UK court rules suspects may be transferred to Iraq custody

[JURIST] A panel of the UK High Court of Justice [official website] ruled [judgment, PDF] Friday that Iraqis Faisal Attiyah Nassar al-Saadoon and Khalaf Hussain Mufdhi, suspected in the 2003 deaths of two British soldiers [BBC report], may be transferred to Iraqi custody to face trial. Lawyers for the men had contested their transfer, arguing that it would violate the European Convention on Human Rights (ECHR) and the UK Human Rights Act of 1998 [texts], because of alleged bias in Iraqi courts and the possibility that the men may be tortured or executed if they are convicted of the crime. The court found that there was insufficient support for the claims of judicial bias or risk of torture, but found that the men would likely face execution if convicted.
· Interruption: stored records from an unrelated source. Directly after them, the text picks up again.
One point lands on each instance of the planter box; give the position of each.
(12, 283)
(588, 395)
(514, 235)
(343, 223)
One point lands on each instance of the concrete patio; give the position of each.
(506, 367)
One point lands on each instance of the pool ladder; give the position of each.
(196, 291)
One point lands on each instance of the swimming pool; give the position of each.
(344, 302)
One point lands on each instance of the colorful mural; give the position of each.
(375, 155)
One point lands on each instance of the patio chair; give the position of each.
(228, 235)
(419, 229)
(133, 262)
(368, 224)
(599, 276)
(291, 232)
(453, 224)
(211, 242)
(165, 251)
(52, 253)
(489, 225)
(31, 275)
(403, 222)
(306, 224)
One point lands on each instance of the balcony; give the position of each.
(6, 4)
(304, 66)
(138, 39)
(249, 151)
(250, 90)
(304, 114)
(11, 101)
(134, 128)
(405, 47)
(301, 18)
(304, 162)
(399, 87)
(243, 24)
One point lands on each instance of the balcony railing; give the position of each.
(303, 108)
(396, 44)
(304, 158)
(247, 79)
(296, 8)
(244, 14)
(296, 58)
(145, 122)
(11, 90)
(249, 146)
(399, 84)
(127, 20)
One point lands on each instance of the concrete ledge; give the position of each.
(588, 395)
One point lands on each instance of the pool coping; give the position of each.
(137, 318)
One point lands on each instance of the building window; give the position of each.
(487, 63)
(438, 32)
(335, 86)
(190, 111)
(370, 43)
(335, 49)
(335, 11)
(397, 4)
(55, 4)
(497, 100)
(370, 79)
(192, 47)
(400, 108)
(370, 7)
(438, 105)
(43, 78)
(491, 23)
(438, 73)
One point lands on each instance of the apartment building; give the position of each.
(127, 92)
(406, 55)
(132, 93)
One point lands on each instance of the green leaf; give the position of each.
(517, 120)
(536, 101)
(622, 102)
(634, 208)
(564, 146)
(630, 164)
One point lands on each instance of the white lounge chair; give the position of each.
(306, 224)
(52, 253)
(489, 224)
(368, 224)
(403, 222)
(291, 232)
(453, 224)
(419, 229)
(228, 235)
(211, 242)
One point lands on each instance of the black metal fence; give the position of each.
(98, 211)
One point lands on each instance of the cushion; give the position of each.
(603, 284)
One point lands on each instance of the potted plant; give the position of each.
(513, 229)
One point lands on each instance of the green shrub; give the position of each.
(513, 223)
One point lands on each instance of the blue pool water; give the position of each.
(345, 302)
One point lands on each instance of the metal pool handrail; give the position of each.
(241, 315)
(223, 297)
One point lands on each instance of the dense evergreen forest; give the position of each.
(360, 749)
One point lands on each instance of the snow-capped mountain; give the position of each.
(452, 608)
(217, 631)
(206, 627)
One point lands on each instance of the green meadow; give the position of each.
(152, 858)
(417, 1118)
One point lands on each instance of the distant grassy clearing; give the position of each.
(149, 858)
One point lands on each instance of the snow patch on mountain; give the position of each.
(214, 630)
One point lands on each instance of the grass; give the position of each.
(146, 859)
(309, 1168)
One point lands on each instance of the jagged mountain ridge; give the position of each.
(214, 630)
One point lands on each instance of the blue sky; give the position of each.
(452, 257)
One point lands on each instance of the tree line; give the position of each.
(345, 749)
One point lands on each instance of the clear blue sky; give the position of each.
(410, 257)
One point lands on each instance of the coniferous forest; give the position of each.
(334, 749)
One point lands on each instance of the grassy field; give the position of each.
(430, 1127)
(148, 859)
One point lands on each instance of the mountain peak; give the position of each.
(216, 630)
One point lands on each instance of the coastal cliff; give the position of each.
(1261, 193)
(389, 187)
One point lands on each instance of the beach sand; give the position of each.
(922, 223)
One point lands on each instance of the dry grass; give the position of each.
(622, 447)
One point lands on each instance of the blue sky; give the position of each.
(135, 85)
It further held that even though the death penalty was against the terms of the ECHR and UK law, broader international law principles obligated the transfer of detainees to Iraqi custody even if they face the penalty, as long as its application is reserved for only the most severe offenses:

The charges against the claimants fall within the category of the “most serious crimes” which would justify, in the terms of [a UN Human Rights Committee] comment, the exceptional measure of the death penalty. It follows that, however repugnant the death penalty may be within our domestic legal system and under the Convention, its imposition would not be contrary to international law. The risk that the claimants may be subject to the death penalty does not, therefore, operate to relieve the United Kingdom of its obligation to transfer the claimants into the custody of the Iraqi court.
The men face war crimes charges before the Iraqi Higher Tribunal, and are currently being held by British forces in Iraq. The UK court gave lawyers for the men until Monday to appeal the decision.

The British military has faced criticism for holding the two men without charge after an Independent report [text; JURIST report] made their detention public in June. A lawyer for Public Interest Lawyers [firm website], retained by the men's families to work for their release in the British courts, said that the detentions are groudless.